Steam turbines are a core component of geothermal power plants. The latest order represents the second steam turbine to be supplied by MHI to the Germencik Geothermal Power Plant, following a turbine delivered in 2008 for power generation unit No.1. The accompanying generator will be provided by Mitsubishi Electric Corporation. MHI believes that the high operational availability and reliability of its previously delivered equipment were highly evaluated and contributed to the awarding of the new order.

Securing power sources has become a major issue in Turkey due to tight power supplies associated with the country's robust economic growth.
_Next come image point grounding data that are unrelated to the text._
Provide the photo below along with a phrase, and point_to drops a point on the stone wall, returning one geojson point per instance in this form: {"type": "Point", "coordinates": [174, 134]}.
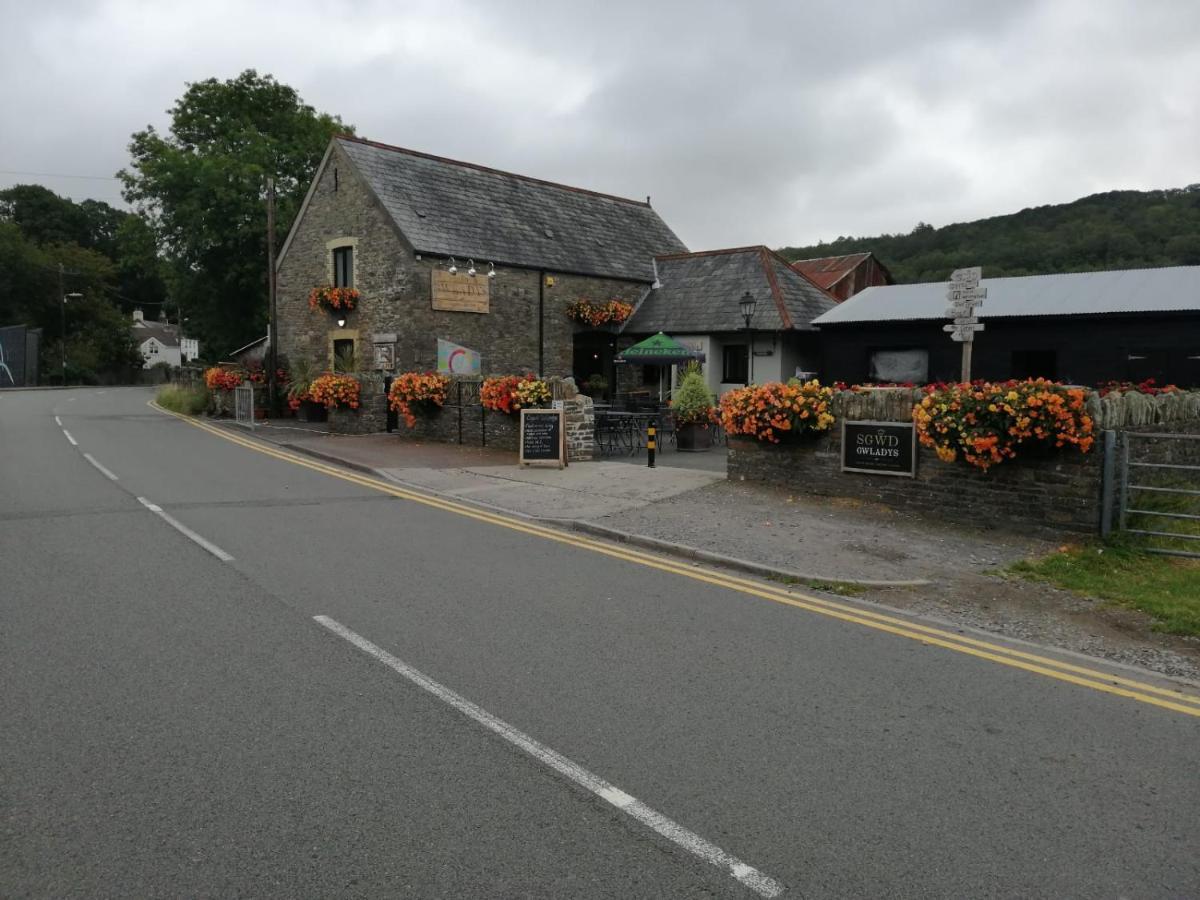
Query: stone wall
{"type": "Point", "coordinates": [1044, 492]}
{"type": "Point", "coordinates": [396, 295]}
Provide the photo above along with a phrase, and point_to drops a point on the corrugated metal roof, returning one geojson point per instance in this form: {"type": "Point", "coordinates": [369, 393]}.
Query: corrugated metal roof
{"type": "Point", "coordinates": [827, 271]}
{"type": "Point", "coordinates": [1171, 289]}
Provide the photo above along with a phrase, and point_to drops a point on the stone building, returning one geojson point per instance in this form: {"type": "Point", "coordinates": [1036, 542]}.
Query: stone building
{"type": "Point", "coordinates": [448, 251]}
{"type": "Point", "coordinates": [696, 300]}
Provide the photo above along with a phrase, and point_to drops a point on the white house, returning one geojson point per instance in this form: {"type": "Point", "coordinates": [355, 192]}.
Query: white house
{"type": "Point", "coordinates": [160, 342]}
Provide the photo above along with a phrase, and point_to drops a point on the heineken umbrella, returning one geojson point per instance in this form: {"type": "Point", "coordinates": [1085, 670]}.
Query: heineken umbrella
{"type": "Point", "coordinates": [659, 351]}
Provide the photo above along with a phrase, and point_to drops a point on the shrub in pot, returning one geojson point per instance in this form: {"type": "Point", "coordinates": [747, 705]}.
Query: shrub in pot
{"type": "Point", "coordinates": [693, 411]}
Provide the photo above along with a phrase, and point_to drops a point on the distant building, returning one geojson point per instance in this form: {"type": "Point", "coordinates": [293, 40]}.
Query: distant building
{"type": "Point", "coordinates": [160, 342]}
{"type": "Point", "coordinates": [843, 277]}
{"type": "Point", "coordinates": [696, 301]}
{"type": "Point", "coordinates": [1083, 329]}
{"type": "Point", "coordinates": [19, 349]}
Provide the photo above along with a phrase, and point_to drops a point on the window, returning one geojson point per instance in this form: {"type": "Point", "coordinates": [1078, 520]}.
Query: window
{"type": "Point", "coordinates": [900, 366]}
{"type": "Point", "coordinates": [736, 365]}
{"type": "Point", "coordinates": [1035, 364]}
{"type": "Point", "coordinates": [343, 355]}
{"type": "Point", "coordinates": [343, 268]}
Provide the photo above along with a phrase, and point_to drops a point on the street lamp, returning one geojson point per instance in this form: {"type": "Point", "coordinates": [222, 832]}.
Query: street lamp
{"type": "Point", "coordinates": [748, 304]}
{"type": "Point", "coordinates": [72, 295]}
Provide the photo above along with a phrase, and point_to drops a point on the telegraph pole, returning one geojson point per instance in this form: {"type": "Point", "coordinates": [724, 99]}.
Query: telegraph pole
{"type": "Point", "coordinates": [273, 336]}
{"type": "Point", "coordinates": [63, 306]}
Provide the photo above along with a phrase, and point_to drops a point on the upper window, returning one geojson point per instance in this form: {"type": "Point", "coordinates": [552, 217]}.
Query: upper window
{"type": "Point", "coordinates": [343, 268]}
{"type": "Point", "coordinates": [736, 364]}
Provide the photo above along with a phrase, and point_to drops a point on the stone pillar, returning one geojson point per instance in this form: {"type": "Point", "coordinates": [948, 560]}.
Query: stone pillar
{"type": "Point", "coordinates": [580, 421]}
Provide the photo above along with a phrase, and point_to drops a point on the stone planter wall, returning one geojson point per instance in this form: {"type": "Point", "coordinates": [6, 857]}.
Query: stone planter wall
{"type": "Point", "coordinates": [1047, 493]}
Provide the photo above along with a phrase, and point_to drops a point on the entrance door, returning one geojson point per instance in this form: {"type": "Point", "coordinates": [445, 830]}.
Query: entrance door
{"type": "Point", "coordinates": [593, 360]}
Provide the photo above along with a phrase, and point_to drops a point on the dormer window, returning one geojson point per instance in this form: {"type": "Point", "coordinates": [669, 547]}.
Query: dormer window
{"type": "Point", "coordinates": [343, 267]}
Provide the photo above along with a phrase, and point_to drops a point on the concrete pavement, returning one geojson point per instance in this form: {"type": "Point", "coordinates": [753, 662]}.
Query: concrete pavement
{"type": "Point", "coordinates": [184, 727]}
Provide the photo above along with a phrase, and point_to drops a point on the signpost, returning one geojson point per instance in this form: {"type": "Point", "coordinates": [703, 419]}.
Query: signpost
{"type": "Point", "coordinates": [543, 437]}
{"type": "Point", "coordinates": [879, 448]}
{"type": "Point", "coordinates": [963, 297]}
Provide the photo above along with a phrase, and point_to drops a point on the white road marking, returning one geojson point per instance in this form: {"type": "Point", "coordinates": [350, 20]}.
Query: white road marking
{"type": "Point", "coordinates": [103, 471]}
{"type": "Point", "coordinates": [185, 531]}
{"type": "Point", "coordinates": [672, 831]}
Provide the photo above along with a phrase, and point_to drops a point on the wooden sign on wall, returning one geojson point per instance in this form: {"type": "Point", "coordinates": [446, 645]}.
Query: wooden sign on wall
{"type": "Point", "coordinates": [460, 292]}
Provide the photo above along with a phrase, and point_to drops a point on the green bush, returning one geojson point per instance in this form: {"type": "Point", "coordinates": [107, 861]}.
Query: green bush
{"type": "Point", "coordinates": [693, 403]}
{"type": "Point", "coordinates": [180, 399]}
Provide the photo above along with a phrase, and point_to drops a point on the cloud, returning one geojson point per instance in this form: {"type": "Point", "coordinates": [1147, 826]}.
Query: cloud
{"type": "Point", "coordinates": [774, 123]}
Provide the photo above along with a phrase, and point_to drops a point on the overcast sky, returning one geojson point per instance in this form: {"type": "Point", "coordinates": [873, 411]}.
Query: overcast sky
{"type": "Point", "coordinates": [753, 123]}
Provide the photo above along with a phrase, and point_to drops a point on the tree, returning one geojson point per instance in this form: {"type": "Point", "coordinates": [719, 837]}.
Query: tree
{"type": "Point", "coordinates": [201, 187]}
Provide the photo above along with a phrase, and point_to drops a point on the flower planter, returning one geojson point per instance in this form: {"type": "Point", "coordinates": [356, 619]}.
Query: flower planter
{"type": "Point", "coordinates": [694, 437]}
{"type": "Point", "coordinates": [311, 412]}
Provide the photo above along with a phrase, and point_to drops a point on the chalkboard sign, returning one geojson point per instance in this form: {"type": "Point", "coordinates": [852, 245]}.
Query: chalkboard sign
{"type": "Point", "coordinates": [541, 437]}
{"type": "Point", "coordinates": [879, 448]}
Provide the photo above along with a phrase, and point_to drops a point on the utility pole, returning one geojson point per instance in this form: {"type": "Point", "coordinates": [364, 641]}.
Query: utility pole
{"type": "Point", "coordinates": [63, 301]}
{"type": "Point", "coordinates": [273, 334]}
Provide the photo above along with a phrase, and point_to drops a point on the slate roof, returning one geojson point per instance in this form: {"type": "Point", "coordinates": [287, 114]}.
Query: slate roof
{"type": "Point", "coordinates": [1170, 289]}
{"type": "Point", "coordinates": [166, 335]}
{"type": "Point", "coordinates": [700, 293]}
{"type": "Point", "coordinates": [447, 208]}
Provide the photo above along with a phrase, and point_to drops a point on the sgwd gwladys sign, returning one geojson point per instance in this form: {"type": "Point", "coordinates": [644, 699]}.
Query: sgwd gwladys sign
{"type": "Point", "coordinates": [879, 448]}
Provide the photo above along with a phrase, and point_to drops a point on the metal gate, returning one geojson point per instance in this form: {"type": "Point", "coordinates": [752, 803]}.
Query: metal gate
{"type": "Point", "coordinates": [1159, 486]}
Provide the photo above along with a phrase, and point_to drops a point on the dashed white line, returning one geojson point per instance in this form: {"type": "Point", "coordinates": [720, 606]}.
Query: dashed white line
{"type": "Point", "coordinates": [755, 880]}
{"type": "Point", "coordinates": [100, 466]}
{"type": "Point", "coordinates": [185, 531]}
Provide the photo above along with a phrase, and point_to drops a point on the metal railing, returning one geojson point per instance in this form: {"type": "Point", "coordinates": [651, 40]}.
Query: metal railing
{"type": "Point", "coordinates": [1174, 480]}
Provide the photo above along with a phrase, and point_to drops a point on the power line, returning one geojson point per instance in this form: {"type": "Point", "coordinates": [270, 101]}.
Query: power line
{"type": "Point", "coordinates": [59, 174]}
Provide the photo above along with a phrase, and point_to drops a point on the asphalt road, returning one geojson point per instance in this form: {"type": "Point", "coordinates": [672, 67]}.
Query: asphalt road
{"type": "Point", "coordinates": [178, 724]}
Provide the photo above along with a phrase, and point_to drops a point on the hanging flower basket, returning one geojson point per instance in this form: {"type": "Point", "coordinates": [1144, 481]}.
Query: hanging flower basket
{"type": "Point", "coordinates": [414, 394]}
{"type": "Point", "coordinates": [335, 390]}
{"type": "Point", "coordinates": [333, 300]}
{"type": "Point", "coordinates": [511, 394]}
{"type": "Point", "coordinates": [613, 312]}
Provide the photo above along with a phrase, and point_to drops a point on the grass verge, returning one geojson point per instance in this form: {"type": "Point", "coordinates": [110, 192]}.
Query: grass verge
{"type": "Point", "coordinates": [1168, 588]}
{"type": "Point", "coordinates": [179, 399]}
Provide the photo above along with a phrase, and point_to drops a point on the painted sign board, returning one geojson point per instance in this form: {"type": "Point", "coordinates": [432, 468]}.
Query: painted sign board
{"type": "Point", "coordinates": [460, 292]}
{"type": "Point", "coordinates": [454, 359]}
{"type": "Point", "coordinates": [879, 448]}
{"type": "Point", "coordinates": [543, 437]}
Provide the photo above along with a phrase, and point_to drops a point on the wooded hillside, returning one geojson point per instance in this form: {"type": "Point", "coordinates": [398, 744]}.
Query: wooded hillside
{"type": "Point", "coordinates": [1120, 229]}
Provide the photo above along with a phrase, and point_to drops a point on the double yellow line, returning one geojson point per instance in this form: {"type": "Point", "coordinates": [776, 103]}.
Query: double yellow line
{"type": "Point", "coordinates": [1081, 676]}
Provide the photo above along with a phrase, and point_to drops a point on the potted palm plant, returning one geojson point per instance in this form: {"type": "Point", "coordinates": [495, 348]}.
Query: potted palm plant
{"type": "Point", "coordinates": [693, 411]}
{"type": "Point", "coordinates": [303, 375]}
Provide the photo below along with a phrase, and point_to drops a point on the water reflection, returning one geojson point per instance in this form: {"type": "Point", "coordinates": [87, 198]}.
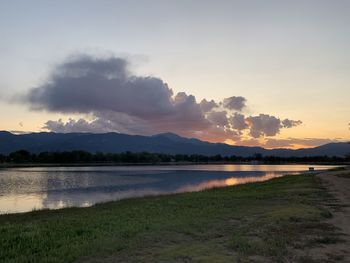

Under this situation, interest in renewable energies has been increasing, and the Turkish government is taking initiatives to promote utilization of the country's abundant geothermal energy. For the power that will be generated at unit No.2 of the Germencik Geothermal Power Plant, for example, application of a 10-year feed-in tariff (FIT) program is planned.

Geothermal power generation utilizes geothermal fluid, a mixture of high-temperature water and steam extracted from deep underground reservoirs through production wells. The steam extracted from the fluid is used to rotate steam turbines. Geothermal power generation is not affected by weather, unlike photovoltaic or wind power generation, and is fully operable 24 hours a day, seven days a week - enabling a significantly higher ratio of facility utilization than wind or photovoltaic power generation. It is also a clean generation system that emits extremely modest amounts of CO2.

MHI is a leading company in geothermal power generation systems, having to date received orders for more than 100 units from 13 countries. The aggregate capacity of units already installed is 3,110 MW, equal to approximately 30% of the world's current geothermal power generation capacity. Going forward, MHI will continue aggressive marketing activities for its geothermal power generation systems as a way of contributing to efforts to prevent global warming.